EPA Delay with MACT Rules is Holding Up Renewables Projects

Date: January 22, 2010

Source: News Room

EPA's delays in proposing maximum achievable control technology (MACT) rules for boilers and incinerators, and in defining what materials are considered boiler fuel rather than incinerator waste, are causing companies to postpone major investments in renewable fuel plants including those that use wood waste. Facilities are more seriously considering switching to renewable energy sources, particularly in the face of looming first-time EPA climate change rules expected to be unfriendly to coal. Earlier this month, Georgia Power said that it was putting off the conversion of its coal-fueled Plant Mitchell in Albany, GA, to biomass until the EPA rules are better defined in April 2010. The power industry argues that the rule uncertainty is delaying investments during poor economic times when they are needed most while foregoing the related air quality improvements.

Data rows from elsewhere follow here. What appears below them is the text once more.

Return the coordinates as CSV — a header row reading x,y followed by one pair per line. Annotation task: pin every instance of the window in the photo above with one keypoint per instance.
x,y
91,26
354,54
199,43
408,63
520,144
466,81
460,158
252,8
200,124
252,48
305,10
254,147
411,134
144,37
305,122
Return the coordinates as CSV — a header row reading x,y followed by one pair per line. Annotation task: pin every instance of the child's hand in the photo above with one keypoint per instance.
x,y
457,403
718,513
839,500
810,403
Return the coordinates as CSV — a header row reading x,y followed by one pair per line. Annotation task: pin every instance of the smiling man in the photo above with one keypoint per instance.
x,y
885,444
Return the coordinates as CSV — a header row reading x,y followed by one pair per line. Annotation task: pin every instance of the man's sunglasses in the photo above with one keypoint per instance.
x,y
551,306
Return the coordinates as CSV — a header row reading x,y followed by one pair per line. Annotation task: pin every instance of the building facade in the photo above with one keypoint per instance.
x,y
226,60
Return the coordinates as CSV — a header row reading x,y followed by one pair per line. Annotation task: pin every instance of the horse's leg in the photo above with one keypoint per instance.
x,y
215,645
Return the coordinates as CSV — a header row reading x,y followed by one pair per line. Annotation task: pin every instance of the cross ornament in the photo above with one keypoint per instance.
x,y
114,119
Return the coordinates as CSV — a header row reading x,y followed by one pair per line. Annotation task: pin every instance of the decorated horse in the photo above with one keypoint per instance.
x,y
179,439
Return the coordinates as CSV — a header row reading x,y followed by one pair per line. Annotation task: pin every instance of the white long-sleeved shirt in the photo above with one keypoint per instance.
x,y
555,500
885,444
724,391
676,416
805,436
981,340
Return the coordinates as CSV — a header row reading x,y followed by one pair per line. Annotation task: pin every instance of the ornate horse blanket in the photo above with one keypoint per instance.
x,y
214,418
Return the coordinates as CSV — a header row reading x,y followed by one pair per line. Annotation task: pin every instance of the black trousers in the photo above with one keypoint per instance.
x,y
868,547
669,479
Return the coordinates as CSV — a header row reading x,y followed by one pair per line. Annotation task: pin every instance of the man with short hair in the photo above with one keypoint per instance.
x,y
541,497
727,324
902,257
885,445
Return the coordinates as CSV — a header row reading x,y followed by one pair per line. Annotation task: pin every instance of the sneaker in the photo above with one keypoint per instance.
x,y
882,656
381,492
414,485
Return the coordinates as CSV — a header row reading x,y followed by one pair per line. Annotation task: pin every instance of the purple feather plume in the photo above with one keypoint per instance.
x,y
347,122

Some projects could become unviable if EPA imposes a stringent waste definition that captures many renewables or if the upcoming MACT rules are too onerous. Current projects are faced with uncertainty over the pending EPA waste definition and whether converted facilities will be regulated under Clean Air Act section 112 as a boiler, or under the more stringent section 129 of the air act as an incinerator, as well as uncertainty about the stringency of EPA's pending boiler MACT. The industry does not know whether EPA will define materials such as tree waste, wood chips, corn husks, peanut shells, switch grass and tires as fuel or as waste.

EPA says it will likely propose its Clean Air Act definition of nonhazardous materials that are solid waste April 15, alongside proposals for the boiler MACT and commercial and industrial solid waste incinerator (CISWI) rules that face legal deadlines for issuance.